Ella le lanzó una mirada rápida para ver si estaba bromeando, pero la estaba mirando con una determinación tan firme que la abrumó. Hablaba en serio: quería más de lo que ella nunca había dado a nadie. Quería algo más que sexo. Quería un compromiso… y no había nada en el mundo que la aterrorizara más.
Pero él…, él había dicho que la apreciaba «como a un tesoro». Bailey no podía recordar que nadie, jamás en toda su vida, hubiera puesto su bienestar por encima del suyo propio, pero eso era lo que Cam le estaba diciendo.
– No puedo… -empezó, intentando darle alguna excusa, cualquiera que se le ocurriera, como razón para no involucrarse.
– Puedes -la interrumpió él-. Lo vamos a hacer. Nos tomaremos las cosas con calma, te acostumbrarás a la idea. Entiendo que estás cargando con el lastre de la infancia, y es difícil deshacerse de él. Pero tarde o temprano confiarás en mí y aceptarás que alguien te quiera.
Ella quiso decirle que ése no era el problema. Había gente que la había querido antes. Logan la quería. Jim la había estimado. Tenía amigos… Bueno, había tenido algunas amistades antes de casarse con Jim, pero se habían distanciado de ella, así que suponía que no eran verdaderos amigos. Incluso sus padres habían querido a todos sus hijos, aunque, en última instancia, no tanto como a sí mismos.
Quería decirle todo eso. Las palabras se formaban en su mente, pero se negaban a llegar a su boca. Era capaz de defenderse frente a la gente que no se preocupaba por ella, la gente a la que ella no le importaba lo más mínimo.
Pero estaba él. No podía alejarse de él. No podía olvidarse de él, no podía dejar de preocuparse por él.
Y… él decía que la apreciaba como a un tesoro.
Observó sus penetrantes ojos grises y sintió que el suelo se abría a sus pies. Estaba perdida, absolutamente indefensa frente a él. Rompió a llorar.

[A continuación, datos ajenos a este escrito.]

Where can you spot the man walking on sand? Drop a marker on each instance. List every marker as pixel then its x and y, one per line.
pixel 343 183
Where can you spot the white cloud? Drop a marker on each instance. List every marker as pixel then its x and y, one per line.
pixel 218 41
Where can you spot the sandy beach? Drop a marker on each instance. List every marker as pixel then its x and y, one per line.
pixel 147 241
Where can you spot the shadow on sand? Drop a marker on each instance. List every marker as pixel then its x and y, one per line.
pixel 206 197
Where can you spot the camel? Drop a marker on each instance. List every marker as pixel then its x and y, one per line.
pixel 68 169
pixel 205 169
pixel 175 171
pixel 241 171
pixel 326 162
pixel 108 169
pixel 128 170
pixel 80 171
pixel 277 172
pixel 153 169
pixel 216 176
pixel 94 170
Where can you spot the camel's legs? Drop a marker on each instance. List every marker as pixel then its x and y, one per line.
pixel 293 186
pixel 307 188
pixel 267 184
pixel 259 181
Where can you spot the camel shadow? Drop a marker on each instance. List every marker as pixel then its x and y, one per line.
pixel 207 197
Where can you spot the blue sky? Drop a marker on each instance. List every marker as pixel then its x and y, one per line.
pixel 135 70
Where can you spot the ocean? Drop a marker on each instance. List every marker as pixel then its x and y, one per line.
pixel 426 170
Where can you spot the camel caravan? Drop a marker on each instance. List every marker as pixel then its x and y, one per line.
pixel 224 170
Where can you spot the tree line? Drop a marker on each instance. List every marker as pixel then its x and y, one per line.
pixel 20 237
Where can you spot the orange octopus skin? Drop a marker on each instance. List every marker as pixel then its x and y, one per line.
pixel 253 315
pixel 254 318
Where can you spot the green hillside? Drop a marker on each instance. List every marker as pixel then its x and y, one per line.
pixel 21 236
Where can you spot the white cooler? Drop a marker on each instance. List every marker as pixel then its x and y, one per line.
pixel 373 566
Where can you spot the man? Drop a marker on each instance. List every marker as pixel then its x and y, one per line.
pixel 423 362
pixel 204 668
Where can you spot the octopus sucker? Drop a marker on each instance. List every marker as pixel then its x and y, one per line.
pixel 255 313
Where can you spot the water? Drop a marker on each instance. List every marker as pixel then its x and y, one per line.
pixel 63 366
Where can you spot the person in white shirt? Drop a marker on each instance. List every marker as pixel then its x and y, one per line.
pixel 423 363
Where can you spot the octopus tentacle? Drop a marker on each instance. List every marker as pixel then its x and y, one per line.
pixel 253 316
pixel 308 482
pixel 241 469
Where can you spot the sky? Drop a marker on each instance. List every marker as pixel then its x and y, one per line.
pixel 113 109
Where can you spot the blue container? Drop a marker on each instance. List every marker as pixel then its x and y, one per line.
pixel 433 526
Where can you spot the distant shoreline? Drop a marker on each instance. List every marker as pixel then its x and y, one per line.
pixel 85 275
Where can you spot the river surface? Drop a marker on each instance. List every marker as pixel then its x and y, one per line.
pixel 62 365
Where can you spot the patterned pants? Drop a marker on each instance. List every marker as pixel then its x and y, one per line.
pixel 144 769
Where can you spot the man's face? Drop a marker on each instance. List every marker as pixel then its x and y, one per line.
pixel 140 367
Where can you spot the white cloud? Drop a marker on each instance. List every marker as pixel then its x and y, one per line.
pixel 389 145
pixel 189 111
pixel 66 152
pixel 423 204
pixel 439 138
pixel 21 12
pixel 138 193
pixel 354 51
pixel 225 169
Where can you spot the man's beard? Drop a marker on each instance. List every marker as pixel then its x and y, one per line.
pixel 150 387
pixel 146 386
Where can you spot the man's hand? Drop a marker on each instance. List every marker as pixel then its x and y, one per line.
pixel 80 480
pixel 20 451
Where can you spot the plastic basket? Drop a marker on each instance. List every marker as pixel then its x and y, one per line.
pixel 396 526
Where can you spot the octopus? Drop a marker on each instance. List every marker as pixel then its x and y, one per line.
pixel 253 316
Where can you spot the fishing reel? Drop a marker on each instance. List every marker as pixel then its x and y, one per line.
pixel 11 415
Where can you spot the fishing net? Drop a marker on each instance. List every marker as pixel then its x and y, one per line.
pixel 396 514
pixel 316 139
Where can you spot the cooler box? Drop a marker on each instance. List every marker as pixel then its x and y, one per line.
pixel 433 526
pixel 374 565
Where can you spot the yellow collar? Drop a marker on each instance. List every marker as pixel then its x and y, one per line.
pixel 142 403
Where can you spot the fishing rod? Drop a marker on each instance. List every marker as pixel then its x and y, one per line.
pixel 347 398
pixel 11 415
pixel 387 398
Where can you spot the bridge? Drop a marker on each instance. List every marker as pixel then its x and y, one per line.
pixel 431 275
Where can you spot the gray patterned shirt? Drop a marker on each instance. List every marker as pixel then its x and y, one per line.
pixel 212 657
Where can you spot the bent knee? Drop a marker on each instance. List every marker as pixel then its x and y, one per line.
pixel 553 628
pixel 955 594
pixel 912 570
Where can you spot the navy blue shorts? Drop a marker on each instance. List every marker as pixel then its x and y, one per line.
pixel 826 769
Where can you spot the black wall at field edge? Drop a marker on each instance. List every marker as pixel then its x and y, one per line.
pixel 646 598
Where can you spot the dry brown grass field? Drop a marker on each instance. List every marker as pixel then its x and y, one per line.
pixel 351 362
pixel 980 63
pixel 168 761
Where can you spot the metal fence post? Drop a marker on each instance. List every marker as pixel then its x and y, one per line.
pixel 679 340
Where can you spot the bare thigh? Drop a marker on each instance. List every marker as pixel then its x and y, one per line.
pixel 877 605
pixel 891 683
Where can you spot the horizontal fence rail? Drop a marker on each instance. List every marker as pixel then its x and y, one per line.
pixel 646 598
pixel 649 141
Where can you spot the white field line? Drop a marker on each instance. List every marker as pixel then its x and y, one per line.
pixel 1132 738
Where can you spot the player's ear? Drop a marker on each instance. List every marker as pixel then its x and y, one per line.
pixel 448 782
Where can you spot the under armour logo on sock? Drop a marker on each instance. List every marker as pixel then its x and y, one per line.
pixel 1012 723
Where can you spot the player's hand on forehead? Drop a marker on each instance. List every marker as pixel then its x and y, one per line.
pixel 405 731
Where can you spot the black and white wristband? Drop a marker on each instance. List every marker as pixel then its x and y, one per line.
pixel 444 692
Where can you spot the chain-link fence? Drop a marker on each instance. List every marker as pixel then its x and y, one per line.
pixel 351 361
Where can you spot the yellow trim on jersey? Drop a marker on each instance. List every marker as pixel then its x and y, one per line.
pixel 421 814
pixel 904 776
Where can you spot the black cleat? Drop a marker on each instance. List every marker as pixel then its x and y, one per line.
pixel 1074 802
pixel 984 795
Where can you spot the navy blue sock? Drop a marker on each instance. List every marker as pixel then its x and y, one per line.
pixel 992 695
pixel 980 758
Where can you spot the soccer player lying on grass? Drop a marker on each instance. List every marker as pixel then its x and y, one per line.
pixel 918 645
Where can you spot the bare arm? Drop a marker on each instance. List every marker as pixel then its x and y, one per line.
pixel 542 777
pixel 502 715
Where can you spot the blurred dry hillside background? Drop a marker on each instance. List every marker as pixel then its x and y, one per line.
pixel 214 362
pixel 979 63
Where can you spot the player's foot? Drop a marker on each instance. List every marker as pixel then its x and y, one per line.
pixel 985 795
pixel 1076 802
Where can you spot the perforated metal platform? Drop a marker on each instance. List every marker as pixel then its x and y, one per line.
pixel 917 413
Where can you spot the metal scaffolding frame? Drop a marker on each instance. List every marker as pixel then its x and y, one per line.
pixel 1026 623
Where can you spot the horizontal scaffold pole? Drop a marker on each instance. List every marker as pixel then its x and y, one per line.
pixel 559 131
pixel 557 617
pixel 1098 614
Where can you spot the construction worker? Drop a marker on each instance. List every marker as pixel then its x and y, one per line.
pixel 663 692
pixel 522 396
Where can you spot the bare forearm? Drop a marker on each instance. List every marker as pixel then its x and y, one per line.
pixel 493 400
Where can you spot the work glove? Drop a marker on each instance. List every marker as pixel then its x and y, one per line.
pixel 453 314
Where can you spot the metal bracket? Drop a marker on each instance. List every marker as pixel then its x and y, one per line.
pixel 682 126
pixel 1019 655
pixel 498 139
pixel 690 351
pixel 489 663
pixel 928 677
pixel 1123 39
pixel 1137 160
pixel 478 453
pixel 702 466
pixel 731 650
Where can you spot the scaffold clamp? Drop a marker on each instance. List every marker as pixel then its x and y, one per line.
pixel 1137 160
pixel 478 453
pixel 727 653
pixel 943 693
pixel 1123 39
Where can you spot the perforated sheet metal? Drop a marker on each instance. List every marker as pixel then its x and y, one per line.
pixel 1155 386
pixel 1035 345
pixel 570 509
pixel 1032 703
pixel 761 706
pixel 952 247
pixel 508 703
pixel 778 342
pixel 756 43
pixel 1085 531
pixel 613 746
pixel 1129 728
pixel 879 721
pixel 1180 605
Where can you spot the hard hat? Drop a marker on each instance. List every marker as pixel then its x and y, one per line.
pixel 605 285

– Oh, no -sollozó-. No puedo llorar.
– Podrías haberme engañado. -La abrazó con fuerza, acunándola un poco para consolarla-. Creo que lo estás haciendo muy bien.
Cam estaba pasando por alto lo evidente. Ella se apartó y trató por todos los medios de sorber las lágrimas, antes de que fueran un verdadero problema.
– No, de verdad. Se me congelaría la cara.
– Apuesto a que yo podría derretir ese hielo -dijo él, esbozando una lenta sonrisa.
«Maldición». Estaba metida en un gran lío.